You could set a line of equality between various properties:

var foo = {};
foo.a = foo.b = foo.c = "Hello";

Or you could just create a method that does the mass-assignment for you:

var foo = {
    setValue: function( props, value ) {
        while ( props.length ) this[ props.pop() ] = value;
    }
}

foo.setValue( [ "a", "b", "c" ] , "Foo" );

Answer 3

You could try this. It's not the syntactic sugar you're looking for (eg. {a,b,c:1, d:2} ) but it's another way to do it, although all of these answers are pretty much fine.

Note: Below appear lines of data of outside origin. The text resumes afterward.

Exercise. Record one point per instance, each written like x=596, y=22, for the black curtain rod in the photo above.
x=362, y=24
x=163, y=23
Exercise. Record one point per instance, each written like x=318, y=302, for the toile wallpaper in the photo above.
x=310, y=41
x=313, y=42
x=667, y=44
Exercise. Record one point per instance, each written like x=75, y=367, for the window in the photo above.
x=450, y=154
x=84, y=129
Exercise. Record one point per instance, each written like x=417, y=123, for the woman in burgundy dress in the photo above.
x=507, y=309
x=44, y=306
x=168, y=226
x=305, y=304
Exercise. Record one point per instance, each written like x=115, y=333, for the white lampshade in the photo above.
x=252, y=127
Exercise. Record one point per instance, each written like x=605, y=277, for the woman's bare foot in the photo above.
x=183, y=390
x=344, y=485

(object,fields,value)=>Object.assign(object||{}, ...fields.map(f=>({[f]:value}) ))

Explanation:

(object,fields,value)=>

Takes an object (or falsey value if you want a new object, feel free to rearrange the argument order)

Object.assign(object||{},

Will return an object based on object and it will mutate the object. To disable this, simply add a first argument object literal like this Object.assign({}, object || {}, ...

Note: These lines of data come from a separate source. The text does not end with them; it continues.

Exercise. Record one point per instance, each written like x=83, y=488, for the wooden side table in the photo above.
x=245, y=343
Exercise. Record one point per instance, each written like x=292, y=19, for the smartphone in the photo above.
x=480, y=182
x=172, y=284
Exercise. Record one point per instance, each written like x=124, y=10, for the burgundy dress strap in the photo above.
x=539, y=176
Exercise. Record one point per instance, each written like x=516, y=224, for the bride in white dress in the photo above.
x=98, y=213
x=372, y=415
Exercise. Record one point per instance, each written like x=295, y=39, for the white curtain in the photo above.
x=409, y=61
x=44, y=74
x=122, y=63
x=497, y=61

...fields.map(f=>({[f]:value}) )

Will spread the array of fields mapped to objects as a list of extra arguments to Object.assign . ['a','b'].map(f=>({[f]:value}) ) will give [{a:value}, {b:value}] and f(...[{a:1},{b:1}]) is like f({a:1},{b:1}) . Object.assign does the rest :)

Answer 4

There's yet another approach: using a mapping function...

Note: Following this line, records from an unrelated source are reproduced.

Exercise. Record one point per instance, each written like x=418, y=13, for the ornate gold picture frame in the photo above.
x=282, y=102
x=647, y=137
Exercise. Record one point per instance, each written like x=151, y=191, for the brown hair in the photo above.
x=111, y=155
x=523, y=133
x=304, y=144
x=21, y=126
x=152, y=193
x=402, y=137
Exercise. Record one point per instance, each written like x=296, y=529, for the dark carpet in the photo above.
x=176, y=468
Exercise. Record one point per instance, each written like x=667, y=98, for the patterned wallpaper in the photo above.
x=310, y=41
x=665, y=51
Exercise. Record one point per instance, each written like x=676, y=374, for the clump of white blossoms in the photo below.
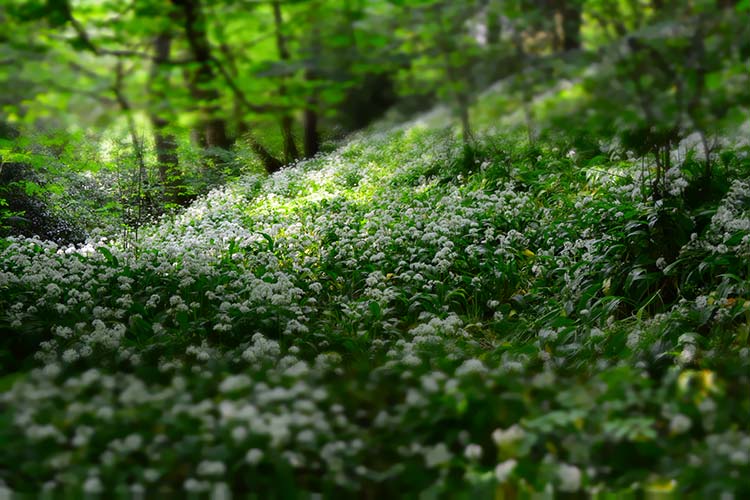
x=570, y=478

 // This will be standard! if (!Object.fromEntries) Object.fromEntries = entries => entries.reduce ((o, [key, value]) => ({ ...o, [key]: value }), {}) const setSameValue = (source, props, value) => ({ ...source, ...Object.fromEntries ( props.map (prop => [prop, value]) ) }) // The important part: do what you want with ease! const output = setSameValue ({}, ['1', '01'], 'string 1') const obj = { x: 1, y: 'hello' } const output2 = setSameValue (obj, ['1', '01'], 'string1') console.log ('output1:', output) console.log ('output2:', output2)

Answer 5

You could wrap in a closure too, if you didn't want multiple local vars. This syntax seems to be popular (but ugly):

var obj = (function() { var v='some value'; return { a:v, b:v, c:v }; })();

Answer 6

Use for of loop instead.

for (let [key, value] of Object.entries(object_name)) {
        object_name[key] = 0; // the value that you want to assign
      }

Answer 7

Or yet another way:

{...['a', 'b', 'c', 'd'].reduce((obj,prop)=>({...obj, [prop]: 1}), {}) }

It can be wrapped up pretty neatly by extending the Array prototype:

Array.prototype.ditto = function(v) { return this.reduce((o,p)=>({...o, [p]: v}), {}) }

So now it can be used like this:

{ 
    ...['a', 'b', 'c', 'd'].ditto(1),
    ...['e', 'f'].ditto(2)
    geh: function() { alert("Hi!") }
}

Explanation: the .reduce starts off with an empty object {} and for each element prop return an object which is whatever was in the object already ...obj plus a new property with our value 1: [prop]: 1 . Then expand these properties into the outer object with the ... at the start.

If you had tons of properties reduce wouldn't be the most efficient, but you could change it to:

Array.prototype.ditto = function(v) { let o = {}; this.forEach(p => o[p] = v); return o; }

More readable and more efficient but less cool??